Co-Investigator: John M. Lachin, Sc.D.
The Biostatistics Center EDIC staff under the direction of Patricia Cleary have forwarded to the University of Oklahoma the macro and microvascular complications data collected during 27 years of DCCT and EDIC. In addition the EDIC biostatisticians will help interpret the analyses and will participate in manuscript preparation. The Biostatistics Center provides data for this project designed to study micro- and macrovascular disease, major causes of morbidity and premature mortality in diabetes mellitus.
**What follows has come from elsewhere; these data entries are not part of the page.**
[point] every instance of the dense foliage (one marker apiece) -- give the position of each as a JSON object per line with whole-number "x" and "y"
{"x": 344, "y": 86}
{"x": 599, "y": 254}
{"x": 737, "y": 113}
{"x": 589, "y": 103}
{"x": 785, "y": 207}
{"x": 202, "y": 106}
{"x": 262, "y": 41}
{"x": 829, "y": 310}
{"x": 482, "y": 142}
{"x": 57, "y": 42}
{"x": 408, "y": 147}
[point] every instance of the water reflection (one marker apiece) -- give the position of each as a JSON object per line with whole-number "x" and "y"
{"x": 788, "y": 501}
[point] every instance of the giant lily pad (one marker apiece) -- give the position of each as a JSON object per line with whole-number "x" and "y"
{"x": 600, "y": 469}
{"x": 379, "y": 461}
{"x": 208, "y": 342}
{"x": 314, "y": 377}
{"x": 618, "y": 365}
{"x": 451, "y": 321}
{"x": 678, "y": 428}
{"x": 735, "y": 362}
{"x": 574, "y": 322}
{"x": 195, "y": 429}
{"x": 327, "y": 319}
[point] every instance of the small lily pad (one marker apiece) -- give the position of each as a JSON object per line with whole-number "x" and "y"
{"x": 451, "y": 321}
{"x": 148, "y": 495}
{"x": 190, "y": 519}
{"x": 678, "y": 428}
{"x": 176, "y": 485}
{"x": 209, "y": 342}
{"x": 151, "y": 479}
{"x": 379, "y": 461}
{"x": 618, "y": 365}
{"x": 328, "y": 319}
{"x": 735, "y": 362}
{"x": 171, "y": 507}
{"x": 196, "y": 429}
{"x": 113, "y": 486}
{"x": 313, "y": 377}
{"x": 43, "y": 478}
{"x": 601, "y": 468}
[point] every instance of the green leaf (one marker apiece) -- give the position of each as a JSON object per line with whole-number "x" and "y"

The underlying hypothesis is that vascular damage is promoted by the inter-related processes of dyslipoproteinemia, inflammation, and oxidative stress, which may in part be mediated by growth factor imbalance. The project utilizes data and specimens collected and analyzed by the Diabetes Control and Complications Trial/Epidemiology of Diabetes Interventions and Complications (DCCT/EDIC) Study Group, the Veterans Affairs Diabetes Trial (VADT) Study Group, and investigators at the Medical University of South Carolina and the University of Oklahoma Health Sciences Center. First, the study will define the role of lipoprotein subclasses defined by nuclear magnetic resonance (NMR) as markers for macro- and microvascular complications of diabetes. Lipoprotein subclasses will be related cross-sectionally and longitudinally to complication status, and to existent (concurrent) data of detailed measures of dyslipoproteinemia, inflammation, oxidative stress, and other measures of endothelial dysfunction and insulin resistance. Second, the study will define associations and possible pathogenic role of circulating Pigment Epithelial Derived Factor (PEDF) in the vascular complications of diabetes. PEDF, which has anti-inflammatory, anti-oxidant and anti-angiogenic actions is implicated (as a protective factor) in diabetic retinopathy and nephropathy, but may have different actions and significance in atherosclerosis. The eventual goal is an understanding of vascular damage in diabetes that will result in better predictive and therapeutic strategies. Funding by NIDDK (Grant 1R01DK080043-01A2) through a subagreement with the University of Oklahoma Health Sciences Center, 2009 – 2011.)